Fig. 3.

Effect of various mouse sPLA₂s and hGX sPLA₂ on DNA synthesis, cell growth, and p42/44 MAP kinase phosphorylation in Colon-26 cells. A and B, quiescent cells were incubated for 24 h with the different mouse sPLA₂s (A) or various concentrations of hGX sPLA₂ (B). [³H]Thymidine incorporation is expressed as -fold increase over untreated cells (incorporation of [³H]thymidine under untreated conditions was 44,962 dpm). Values represent average values of at least three experiments performed in triplicate (A) or are representative of at least three experiments (B). Group IIA, V, and X sPLA₂s significantly stimulated [³H]thymidine incorporation compared with untreated cells (**, P < 0.001; one-way ANOVA, with Bonferroni adjustment).
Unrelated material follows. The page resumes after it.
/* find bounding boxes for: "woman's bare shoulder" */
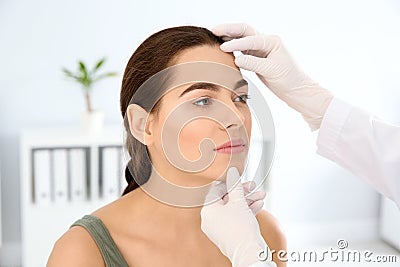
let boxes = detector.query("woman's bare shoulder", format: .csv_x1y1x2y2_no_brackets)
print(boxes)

No significant difference was found between cells treated with group V and X sPLA₂s (P = 0.2176; Student's t test). C, quiescent Colon-26 cells were cultured for up to 3 days in the presence or absence of hGX or mGX sPLA₂s (200 nM) and counted every day. The difference in cell number between cells cultured in the absence and presence of sPLA₂ at different time points is statistically significant (**, P < 0.05; Student's t test). D, cells were incubated for various times at 37°C with mGX and hGX sPLA₂s (200 nM). The cell lysates were subjected to immunoblotting with anti-phospho-specific antibodies that specifically recognize tyrosine-phosphorylated p42/44 MAPK. Equal amounts of proteins were loaded, which was verified by immunoblotting of total p42/44 MAPK proteins.